Un bestione così descritto da Strøksnes nel suo Libro del mare (appena pubblicato da Iperborea, pagg. 330, euro 17,50, lo presenterà domenica al Salone di Torino): un essere ancestrale, che nuota negli abissi, più grosso dello squalo bianco; può raggiungere i sei-sette metri di lunghezza, i milleduecento chili di peso e «i quattro o addirittura cinquecento anni di età»; è voracissimo, tanto da divorare i suoi fratelli e sorelle nell'utero materno, è quasi cieco perché ha gli occhi infestati da parassiti simili a vermi e i suoi denti sono «come quelli di una smisurata tagliola, solo molti di più». Che senso ha andare a caccia di un animale del genere, su una piccola barca nel mare aperto e pericoloso del Vestfjorden? Più di uno, spiega Strøksnes, in questi giorni in Italia: «C'è l'aspetto pratico, la missione da portare a termine. E poi quello sempre più simbolico. In questa caccia c'è qualcosa di oscuro, che ha a che fare con il nostro potenziale di uccidere e dominare la natura».

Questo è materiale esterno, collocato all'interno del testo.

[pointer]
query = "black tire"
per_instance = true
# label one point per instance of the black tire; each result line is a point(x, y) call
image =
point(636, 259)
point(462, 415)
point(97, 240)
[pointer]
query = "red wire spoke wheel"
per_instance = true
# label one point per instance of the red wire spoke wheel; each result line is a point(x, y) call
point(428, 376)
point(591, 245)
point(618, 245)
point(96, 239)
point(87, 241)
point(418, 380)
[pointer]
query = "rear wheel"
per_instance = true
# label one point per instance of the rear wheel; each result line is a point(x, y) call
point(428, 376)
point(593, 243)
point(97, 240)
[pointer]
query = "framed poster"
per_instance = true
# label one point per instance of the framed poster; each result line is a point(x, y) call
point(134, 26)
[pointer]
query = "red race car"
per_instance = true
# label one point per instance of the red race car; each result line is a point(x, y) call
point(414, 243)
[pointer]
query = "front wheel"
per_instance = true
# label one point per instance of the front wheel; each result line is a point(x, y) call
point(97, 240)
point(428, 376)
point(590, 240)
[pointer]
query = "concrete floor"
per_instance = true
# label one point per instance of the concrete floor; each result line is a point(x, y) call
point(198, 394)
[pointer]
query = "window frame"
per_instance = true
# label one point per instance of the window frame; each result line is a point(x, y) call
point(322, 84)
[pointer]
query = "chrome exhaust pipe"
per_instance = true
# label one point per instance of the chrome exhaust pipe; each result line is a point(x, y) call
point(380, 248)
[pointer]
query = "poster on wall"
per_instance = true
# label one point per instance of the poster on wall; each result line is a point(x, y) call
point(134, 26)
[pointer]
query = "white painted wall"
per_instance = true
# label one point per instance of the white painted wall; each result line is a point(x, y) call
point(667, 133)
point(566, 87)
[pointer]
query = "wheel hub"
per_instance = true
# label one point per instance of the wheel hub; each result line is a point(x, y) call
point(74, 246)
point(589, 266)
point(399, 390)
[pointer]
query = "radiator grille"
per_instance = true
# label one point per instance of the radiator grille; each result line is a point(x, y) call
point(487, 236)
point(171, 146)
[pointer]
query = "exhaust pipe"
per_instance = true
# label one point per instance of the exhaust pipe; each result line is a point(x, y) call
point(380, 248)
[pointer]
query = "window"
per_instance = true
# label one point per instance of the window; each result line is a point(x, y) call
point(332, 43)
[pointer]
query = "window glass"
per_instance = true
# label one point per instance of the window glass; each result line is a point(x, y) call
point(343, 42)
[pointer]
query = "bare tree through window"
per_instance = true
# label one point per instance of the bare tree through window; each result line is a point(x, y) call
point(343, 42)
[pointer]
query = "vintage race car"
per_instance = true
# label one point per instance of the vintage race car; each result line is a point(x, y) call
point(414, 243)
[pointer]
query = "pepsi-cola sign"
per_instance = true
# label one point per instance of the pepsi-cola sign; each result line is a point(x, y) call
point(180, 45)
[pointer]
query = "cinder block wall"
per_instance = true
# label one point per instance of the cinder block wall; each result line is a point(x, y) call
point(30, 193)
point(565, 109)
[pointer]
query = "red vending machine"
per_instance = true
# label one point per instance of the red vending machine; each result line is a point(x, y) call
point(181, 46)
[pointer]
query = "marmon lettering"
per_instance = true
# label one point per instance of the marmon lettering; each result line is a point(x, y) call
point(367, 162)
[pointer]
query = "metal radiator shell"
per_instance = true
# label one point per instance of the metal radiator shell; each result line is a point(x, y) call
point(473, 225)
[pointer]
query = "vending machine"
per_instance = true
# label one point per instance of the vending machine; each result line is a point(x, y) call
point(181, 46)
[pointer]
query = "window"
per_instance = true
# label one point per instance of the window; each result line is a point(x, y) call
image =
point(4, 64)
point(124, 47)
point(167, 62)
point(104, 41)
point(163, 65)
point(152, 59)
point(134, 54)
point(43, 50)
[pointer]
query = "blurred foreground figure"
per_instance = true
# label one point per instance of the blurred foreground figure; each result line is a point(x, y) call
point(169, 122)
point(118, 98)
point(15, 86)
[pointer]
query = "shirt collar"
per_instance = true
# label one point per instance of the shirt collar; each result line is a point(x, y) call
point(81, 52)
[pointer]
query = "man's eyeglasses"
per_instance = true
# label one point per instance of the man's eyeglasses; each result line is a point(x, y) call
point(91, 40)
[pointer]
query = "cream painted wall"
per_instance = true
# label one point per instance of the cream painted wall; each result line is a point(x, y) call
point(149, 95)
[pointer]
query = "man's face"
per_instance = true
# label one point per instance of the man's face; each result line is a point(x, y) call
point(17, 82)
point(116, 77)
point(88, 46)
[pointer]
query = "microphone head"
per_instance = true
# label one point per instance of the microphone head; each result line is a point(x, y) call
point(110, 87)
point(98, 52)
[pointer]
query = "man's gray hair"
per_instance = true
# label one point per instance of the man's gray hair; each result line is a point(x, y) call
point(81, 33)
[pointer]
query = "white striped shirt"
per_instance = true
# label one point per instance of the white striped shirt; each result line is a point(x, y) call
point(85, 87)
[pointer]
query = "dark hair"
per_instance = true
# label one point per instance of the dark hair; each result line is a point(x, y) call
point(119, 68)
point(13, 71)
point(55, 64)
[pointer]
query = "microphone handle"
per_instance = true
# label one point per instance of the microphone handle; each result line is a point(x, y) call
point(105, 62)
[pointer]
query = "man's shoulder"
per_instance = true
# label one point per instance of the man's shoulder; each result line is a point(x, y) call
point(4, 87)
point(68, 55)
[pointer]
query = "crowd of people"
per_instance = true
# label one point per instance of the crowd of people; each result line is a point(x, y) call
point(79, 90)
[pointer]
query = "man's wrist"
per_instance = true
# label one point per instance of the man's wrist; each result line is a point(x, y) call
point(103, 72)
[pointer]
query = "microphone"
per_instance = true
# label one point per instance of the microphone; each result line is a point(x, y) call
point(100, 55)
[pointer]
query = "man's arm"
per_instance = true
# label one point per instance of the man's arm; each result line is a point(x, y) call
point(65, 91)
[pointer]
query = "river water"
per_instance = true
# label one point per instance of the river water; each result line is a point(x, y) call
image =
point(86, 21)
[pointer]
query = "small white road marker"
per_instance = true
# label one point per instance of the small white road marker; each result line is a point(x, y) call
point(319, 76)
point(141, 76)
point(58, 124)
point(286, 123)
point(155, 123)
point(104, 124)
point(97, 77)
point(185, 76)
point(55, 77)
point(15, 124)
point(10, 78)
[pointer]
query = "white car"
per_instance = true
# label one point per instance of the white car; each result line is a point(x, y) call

I due «pescatori» hanno iniziato l'inseguimento quattro anni fa e Strøksnes ha in programma di tornare a Skrova a luglio, quando sarà messo in scena lo spettacolo teatrale tratto dal suo libro. Per la caccia allo squalo invece aspetterà, forse la fine dell'estate: «Dipende da Hugo: è la sua ossessione, non la mia. A lui non piacerebbe che la chiamassi ossessione, ma la è». Lo zio e il padre di Hugo, che vive in una antica stazione ittica ristrutturata con la moglie ed è un artista, erano uomini di mare: «Sapevano tutto del mare, non solo dello squalo della Groenlandia e dei mostri marini». Lo racconta come un essere spaventoso... «È vero, ma non lo credo. Fra noi e lo squalo nel corso del libro si sviluppa una relazione: all'inizio è un mostro, una bestia feroce, ma in realtà è una creatura dell'evoluzione, molto impressionante. È in giro per gli abissi da centinaia di milioni di anni, non è solo un brutto mostro. Può essere che dentro di noi sia rimasta la paura ancestrale del mostro, ma è irrazionale avere paura dello squalo: ne uccidiamo milioni ogni anno, non sono loro pericolosi, siamo noi». Dice anche, Strøksnes, che forse la proposta di Hugo era solo la «scusa» che cercava da anni per raccontare gli abissi del mare, sotto i 500 metri di profondità, dove vivono «creature assurde, stupefacenti, che si sono adattate al buio e a una pressione enorme dell'acqua», e che conosciamo ancora pochissimo. I mostri delle mappe antiche, come quelli immaginati da Olaus Magnus nella sua Carta marina. Come lo squalo della Groenlandia, che fa «ubriacare» (infatti il titolo in inglese è Shark drunk): «Nel sangue ha una tossina per cui, se lo mangi, ti rende come un ubriaco, o un drogato».

Peraltro la carne è immangiabile: «Una volta un islandese me l'ha portata da assaggiare: un sapore chimico tossico mischiato con la pipì, perdoni il francesismo. La cosa peggiore che abbia mai mangiato». La caccia prosegue, mare permettendo.